That Time When A Football Team Changed Kit Mid-Match
Outside of looking good, being part of athleisure fashion and representing a team’s colours, football team kits also ostensibly have the practical purpose of allowing players to spot each other on a football pitch.
However, sometimes the pressure to make a kit look fashionable not only leads to logo changes and some baffling designs but can also lose a football team matches, such as was the case with the time a team changed shirts in the middle of a match.
On 13th April 1996, two weeks before Kevin Keegan’s infamous “I would love it” rant, his exceptionally strong Newcastle United squad and a Manchester United team with one of the youngest average ages in football league history were in a close battle for the title.
It was exactly the wrong time for Alex Ferguson’s fledglings to go three-down at the Dell against Southampton, a team that was fighting to avoid relegation.
Whilst the team was struggling for many reasons, part of the problem, according to Sir Alex, was the team’s grey kit which was at the time their official away kit, but had only been worn for five matches, not one of which they had won.

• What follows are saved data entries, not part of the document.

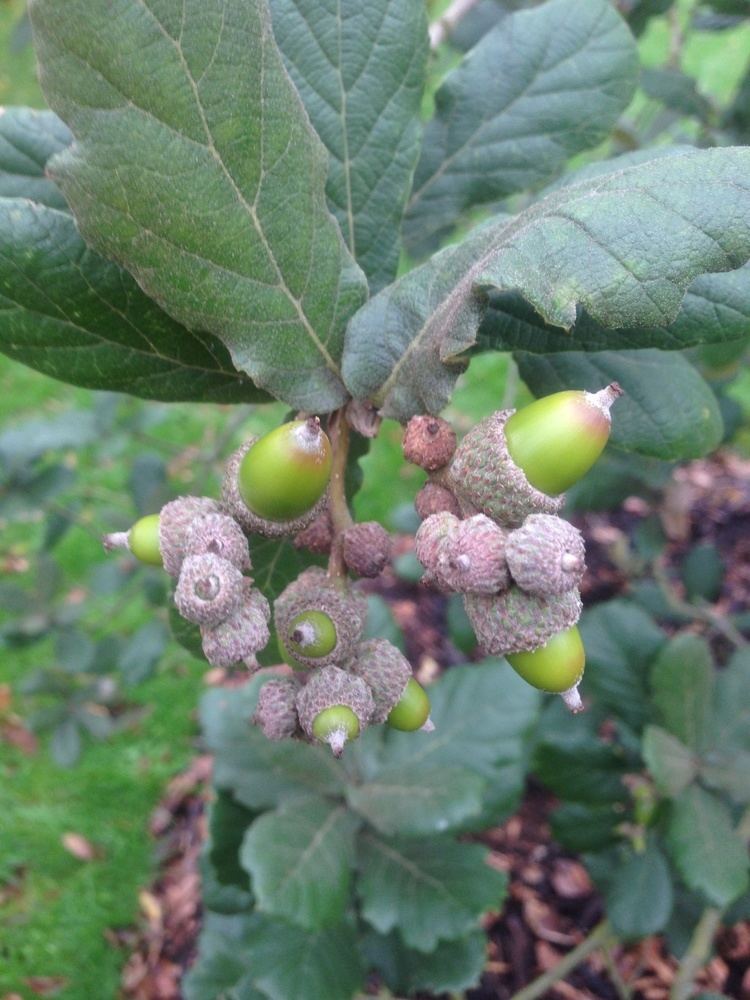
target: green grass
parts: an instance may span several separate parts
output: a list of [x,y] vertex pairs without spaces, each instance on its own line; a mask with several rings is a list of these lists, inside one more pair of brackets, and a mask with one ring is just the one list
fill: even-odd
[[19,22],[24,7],[24,0],[0,0],[0,105],[42,108],[44,98],[36,81],[34,52],[28,44],[19,47],[23,41]]

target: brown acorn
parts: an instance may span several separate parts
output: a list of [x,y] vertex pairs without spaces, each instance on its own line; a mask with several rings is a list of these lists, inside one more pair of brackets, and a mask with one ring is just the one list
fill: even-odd
[[258,705],[251,719],[269,740],[294,736],[299,729],[296,699],[300,683],[295,677],[274,677],[258,692]]
[[271,608],[251,580],[243,583],[243,595],[237,609],[219,625],[201,628],[203,653],[213,667],[253,664],[255,653],[271,637],[268,622]]
[[552,514],[531,514],[508,535],[510,575],[522,590],[539,597],[578,587],[585,557],[580,531]]
[[577,590],[544,598],[518,587],[492,597],[467,594],[464,604],[479,645],[486,653],[503,656],[543,646],[575,625],[582,607]]
[[414,536],[414,551],[429,573],[436,573],[442,547],[446,539],[456,535],[460,523],[453,514],[441,511],[420,524]]
[[342,549],[352,573],[380,576],[391,558],[391,536],[377,521],[364,521],[346,529]]
[[159,549],[164,569],[170,576],[180,575],[185,543],[193,521],[221,512],[221,507],[211,497],[177,497],[162,507],[159,514]]
[[331,551],[333,541],[333,521],[331,511],[326,504],[314,521],[303,528],[294,538],[295,549],[307,549],[315,555],[327,556]]
[[174,592],[183,618],[196,625],[218,625],[239,607],[244,577],[228,560],[209,552],[186,556]]
[[407,462],[434,472],[450,462],[456,450],[456,432],[441,417],[412,417],[404,431],[403,449]]
[[386,639],[360,642],[344,669],[367,684],[375,699],[373,723],[385,722],[411,678],[411,664],[400,649]]
[[461,517],[458,500],[451,491],[440,483],[427,482],[414,498],[417,514],[423,521],[433,514],[447,512],[454,517]]
[[251,569],[250,549],[239,524],[228,514],[204,514],[188,529],[185,551],[191,556],[212,553],[240,570]]
[[506,533],[484,514],[459,521],[439,547],[438,585],[460,594],[497,594],[510,584]]
[[367,684],[333,666],[316,670],[297,695],[303,731],[310,739],[327,743],[335,757],[369,725],[374,710]]

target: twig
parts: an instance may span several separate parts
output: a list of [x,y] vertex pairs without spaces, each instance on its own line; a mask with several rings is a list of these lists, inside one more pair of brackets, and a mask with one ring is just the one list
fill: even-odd
[[604,956],[604,963],[607,966],[607,972],[609,978],[612,980],[612,985],[617,992],[620,1000],[630,1000],[631,992],[630,987],[625,982],[625,980],[620,975],[620,970],[617,968],[617,963],[615,962],[614,955],[612,954],[612,945],[615,943],[616,939],[612,937],[609,941],[606,941],[602,946],[602,955]]
[[453,0],[448,10],[430,25],[430,48],[434,52],[455,30],[456,25],[479,0]]
[[737,649],[744,649],[750,645],[739,629],[736,629],[734,625],[732,625],[730,621],[727,621],[723,615],[718,614],[716,611],[712,611],[711,608],[705,605],[691,604],[688,601],[683,601],[682,598],[675,593],[674,587],[672,586],[672,583],[663,566],[660,566],[658,563],[654,563],[652,569],[654,580],[664,595],[667,604],[669,604],[674,611],[710,625],[716,632],[720,632],[725,639],[728,639],[729,642],[731,642]]
[[560,959],[554,968],[545,972],[543,976],[539,976],[533,983],[529,983],[520,992],[514,993],[511,1000],[537,1000],[537,997],[545,996],[555,983],[564,979],[568,973],[581,964],[584,958],[588,958],[593,951],[601,948],[610,934],[610,926],[606,920],[603,920],[596,925],[587,938],[584,938],[577,947]]
[[328,490],[328,509],[333,525],[331,555],[328,560],[328,575],[346,579],[346,565],[342,551],[342,535],[352,525],[352,515],[346,502],[346,463],[349,457],[349,424],[344,410],[337,410],[328,422],[328,436],[331,439],[333,461],[331,463],[331,485]]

The issue, besides its somewhat ghastly look, is that it made it difficult to spot other players, as it was designed to blend in as part of a smart sports-casual look rather than be used in a football match.
At half time, losing three-nil, Sir Alex stormed into the dressing room and demanded that the team all change into their third kit, a much better blue and white striped design.
Whether it was due to a severe dressing down or the more colourful design, Man United did play better in the second half, although a paltry Ryan Giggs goal was not enough to claw the match back.
However, this kit did manage to save Southampton from an ignominious relegation, as this win alongside United’s cross-city rivals Manchester City’s infamous draw in their final match led to them staying up via goal difference.
The grey kit was dropped two days later, Man United won their last three games and the Premier League, and the legend of the mid-match kit change became a footnote to one of the most legendary seasons ever played.